MOT DE LA DIRECTION EXÉCUTIVE
L’année 2025 aura été, pour l’IPAR, une année de continuité, de transition et d’ouverture. Continuité, d’abord, dans notre mission. Alors que les systèmes agricoles et alimentaires connaissent des transformations rapides, l’IPAR a poursuivi son travail au service de politiques publiques fondées sur les connaissances et mieux reliées aux réalités des territoires. Le rapport qui suit rend compte de cet engagement aux côtés des institutions publiques, des collectivités territoriales, des organisations de producteurs, des communautés, des chercheurs et de nos partenaires.

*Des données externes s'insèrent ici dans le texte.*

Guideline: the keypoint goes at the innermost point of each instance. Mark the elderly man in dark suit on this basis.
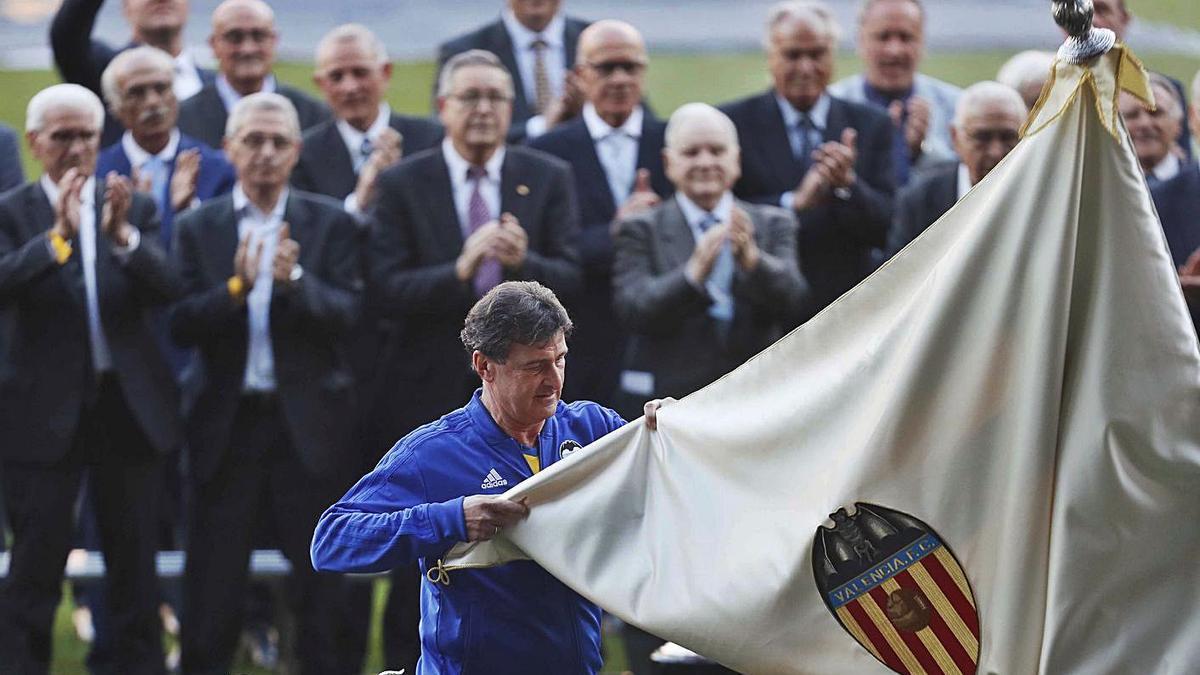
(175, 169)
(82, 59)
(11, 174)
(83, 386)
(616, 150)
(271, 287)
(449, 223)
(244, 41)
(987, 126)
(702, 281)
(343, 157)
(537, 43)
(826, 159)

Transition, ensuite, dans un contexte où les modalités de financement du développement évoluent fortement. La fin de plusieurs programmes historiques, notamment ceux soutenus par l’USAID, oblige les institutions africaines de recherche et de dialogue politique à revoir leur modèle économique, à élargir leurs partenariats et à préserver leur autonomie. Pour l’IPAR, cette question ne peut plus être traitée à la marge. La qualité de nos travaux dépend aussi de notre capacité à conserver une parole indépendante et utile à la décision publique.
L’année 2025 a également confirmé une orientation centrale : partir des territoires pour éclairer les politiques publiques. Les transformations se jouent là où les ressources sont gérées, où les acteurs arbitrent, où les conflits d’usage apparaissent et où les solutions sont mises à l’épreuve. C’est dans ce lien entre recherche, intelligence territoriale et dialogue politique que l’IPAR inscrit sa contribution.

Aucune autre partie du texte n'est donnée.